Piłkarze Śląska prowadzili do przerwy po golu Mateusza Centarskiego, ale w 78. minucie po dośrodkowaniu z rzutu wolnego i strzale z kilku metrów wyrównał Arkadiusz Piech. Ostatecznie podopieczni Oresta Lenczyka pozostali na pierwszym miejscu w tabeli (38 pkt), ale ich przewaga nad drugą w stawce Polonią Warszawa zmalała do czterech punktów.

Stołeczny zespół już w piątek pokonał na wyjeździe ŁKS Łódź 2:0, po golach Roberta Jeża i Edgara Caniego. Gospodarze, którzy zimą mieli ogromne problemy finansowe i organizacyjne, niemal w ostatniej chwili skompletowali skład i na razie nie stanowią zgranego zespołu.

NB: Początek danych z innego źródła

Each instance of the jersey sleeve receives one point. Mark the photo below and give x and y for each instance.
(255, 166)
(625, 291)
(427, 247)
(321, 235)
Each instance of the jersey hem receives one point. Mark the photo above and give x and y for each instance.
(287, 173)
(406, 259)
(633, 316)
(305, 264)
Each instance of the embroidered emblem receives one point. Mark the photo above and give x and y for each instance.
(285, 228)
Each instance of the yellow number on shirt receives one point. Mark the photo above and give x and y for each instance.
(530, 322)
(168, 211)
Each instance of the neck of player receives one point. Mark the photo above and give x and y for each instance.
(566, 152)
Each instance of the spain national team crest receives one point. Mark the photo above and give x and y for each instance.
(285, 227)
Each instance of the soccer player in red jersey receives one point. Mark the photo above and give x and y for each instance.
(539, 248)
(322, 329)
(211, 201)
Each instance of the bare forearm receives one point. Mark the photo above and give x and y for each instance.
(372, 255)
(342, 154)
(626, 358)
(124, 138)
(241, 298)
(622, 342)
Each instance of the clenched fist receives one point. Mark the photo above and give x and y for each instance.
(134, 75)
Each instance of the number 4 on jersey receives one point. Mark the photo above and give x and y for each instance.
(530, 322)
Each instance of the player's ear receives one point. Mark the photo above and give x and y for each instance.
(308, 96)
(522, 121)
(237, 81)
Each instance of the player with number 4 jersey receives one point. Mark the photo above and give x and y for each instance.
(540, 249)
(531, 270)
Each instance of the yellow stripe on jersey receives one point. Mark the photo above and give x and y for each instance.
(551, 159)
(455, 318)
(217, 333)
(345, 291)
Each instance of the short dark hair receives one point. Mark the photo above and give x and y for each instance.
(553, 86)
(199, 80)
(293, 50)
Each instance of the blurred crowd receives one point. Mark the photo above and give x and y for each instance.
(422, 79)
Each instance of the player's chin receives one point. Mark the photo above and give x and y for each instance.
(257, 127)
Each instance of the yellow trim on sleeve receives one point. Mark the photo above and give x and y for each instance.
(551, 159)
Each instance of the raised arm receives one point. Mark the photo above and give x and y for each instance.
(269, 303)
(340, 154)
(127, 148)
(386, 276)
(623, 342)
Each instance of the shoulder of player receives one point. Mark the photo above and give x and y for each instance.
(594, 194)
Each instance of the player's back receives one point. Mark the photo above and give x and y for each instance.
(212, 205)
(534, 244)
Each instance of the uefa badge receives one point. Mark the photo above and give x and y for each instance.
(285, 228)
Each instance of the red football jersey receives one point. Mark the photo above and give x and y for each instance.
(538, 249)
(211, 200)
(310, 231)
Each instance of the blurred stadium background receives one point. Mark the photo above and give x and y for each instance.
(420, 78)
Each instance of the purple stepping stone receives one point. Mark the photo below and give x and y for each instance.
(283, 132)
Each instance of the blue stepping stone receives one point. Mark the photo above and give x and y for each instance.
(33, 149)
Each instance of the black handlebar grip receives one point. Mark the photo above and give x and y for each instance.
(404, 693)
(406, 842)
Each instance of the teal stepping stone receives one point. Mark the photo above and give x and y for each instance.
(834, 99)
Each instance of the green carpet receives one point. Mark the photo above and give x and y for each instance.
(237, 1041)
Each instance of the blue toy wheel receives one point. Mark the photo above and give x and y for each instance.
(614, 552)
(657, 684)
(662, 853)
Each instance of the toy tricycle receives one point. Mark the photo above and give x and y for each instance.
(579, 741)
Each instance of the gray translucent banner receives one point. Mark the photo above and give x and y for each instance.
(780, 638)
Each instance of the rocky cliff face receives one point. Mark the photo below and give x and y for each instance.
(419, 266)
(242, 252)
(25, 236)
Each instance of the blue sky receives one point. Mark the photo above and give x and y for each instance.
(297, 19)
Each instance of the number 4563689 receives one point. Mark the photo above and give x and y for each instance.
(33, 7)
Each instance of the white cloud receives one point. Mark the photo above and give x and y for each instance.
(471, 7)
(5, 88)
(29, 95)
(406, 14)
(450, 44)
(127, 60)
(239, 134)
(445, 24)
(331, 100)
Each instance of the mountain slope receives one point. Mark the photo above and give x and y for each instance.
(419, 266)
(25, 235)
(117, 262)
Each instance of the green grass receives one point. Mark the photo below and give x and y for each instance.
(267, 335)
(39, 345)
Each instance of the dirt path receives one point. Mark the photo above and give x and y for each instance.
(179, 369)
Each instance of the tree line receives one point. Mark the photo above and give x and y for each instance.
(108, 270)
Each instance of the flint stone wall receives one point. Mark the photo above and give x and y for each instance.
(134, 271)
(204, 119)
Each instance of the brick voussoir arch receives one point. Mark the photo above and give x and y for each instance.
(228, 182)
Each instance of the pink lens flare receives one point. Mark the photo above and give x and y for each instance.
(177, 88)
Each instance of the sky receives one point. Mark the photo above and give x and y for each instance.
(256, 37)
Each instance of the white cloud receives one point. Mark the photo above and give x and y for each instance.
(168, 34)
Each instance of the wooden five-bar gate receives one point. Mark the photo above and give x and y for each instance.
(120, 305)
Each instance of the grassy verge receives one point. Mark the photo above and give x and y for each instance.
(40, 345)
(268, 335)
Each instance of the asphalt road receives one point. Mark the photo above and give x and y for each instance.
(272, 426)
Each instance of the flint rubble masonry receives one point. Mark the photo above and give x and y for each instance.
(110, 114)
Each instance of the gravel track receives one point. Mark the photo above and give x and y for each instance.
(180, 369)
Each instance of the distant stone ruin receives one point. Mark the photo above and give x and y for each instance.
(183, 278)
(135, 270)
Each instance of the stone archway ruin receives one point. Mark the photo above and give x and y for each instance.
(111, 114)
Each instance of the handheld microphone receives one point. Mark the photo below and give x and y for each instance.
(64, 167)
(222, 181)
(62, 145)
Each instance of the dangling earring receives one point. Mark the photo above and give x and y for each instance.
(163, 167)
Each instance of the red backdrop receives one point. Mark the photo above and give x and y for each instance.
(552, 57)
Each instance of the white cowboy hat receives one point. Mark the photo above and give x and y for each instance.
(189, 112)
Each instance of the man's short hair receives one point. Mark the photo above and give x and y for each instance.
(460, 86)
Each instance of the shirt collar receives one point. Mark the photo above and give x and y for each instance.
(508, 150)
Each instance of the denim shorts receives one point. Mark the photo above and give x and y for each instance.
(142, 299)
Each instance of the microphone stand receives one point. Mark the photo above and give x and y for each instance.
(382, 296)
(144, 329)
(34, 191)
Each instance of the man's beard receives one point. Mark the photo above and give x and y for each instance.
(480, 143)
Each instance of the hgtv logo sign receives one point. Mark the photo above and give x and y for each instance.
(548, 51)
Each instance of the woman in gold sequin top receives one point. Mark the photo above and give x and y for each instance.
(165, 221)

Zawiódł również Widzew, który uległ u siebie Podbeskidziu Bielsko-Biała 0:1 (gol Sylwestra Patejuka z rzutu wolnego). Gospodarze wystąpili osłabieni brakiem kilku podstawowych piłkarzy, m.in. Jarosława Bieniuka i Ugo Ukaha. Największą bolączką łódzkiego klubu pozostaje jednak gra ofensywna. Zimą nie dokonano poważnych wzmocnień, na dodatek do Lechii Gdańsk odszedł Piotr Grzelczak. W dziewięciu ostatnich meczach ligowych widzewiacy zdobyli tylko cztery gole.

W innym sobotnim meczu spotkały się dwie drużyny walczące o utrzymanie. Cracovia zremisowała u siebie z Lechią Gdańsk 1:1. W zespole gości w roli trenera zadebiutował Paweł Janas. Znany szkoleniowiec nie wyjeżdżał z Krakowa zadowolony. Jego zespół stracił bowiem zwycięstwo w końcówce spotkania, po golu Holendra Koena van der Biezena. Wcześniej - w 48. minucie - bramkę dla gości zdobył Piotr Wiśniewski.

Dzisiaj Zagłębie Lubin podejmie mistrza kraju Wisłę Kraków, a Górnik Zabrze zmierzy się trzecią obecnie w tabeli Legią Warszawa. Kolejkę zakończy jutrzejsze spotkanie Korona Kielce - Jagiellonia Białystok.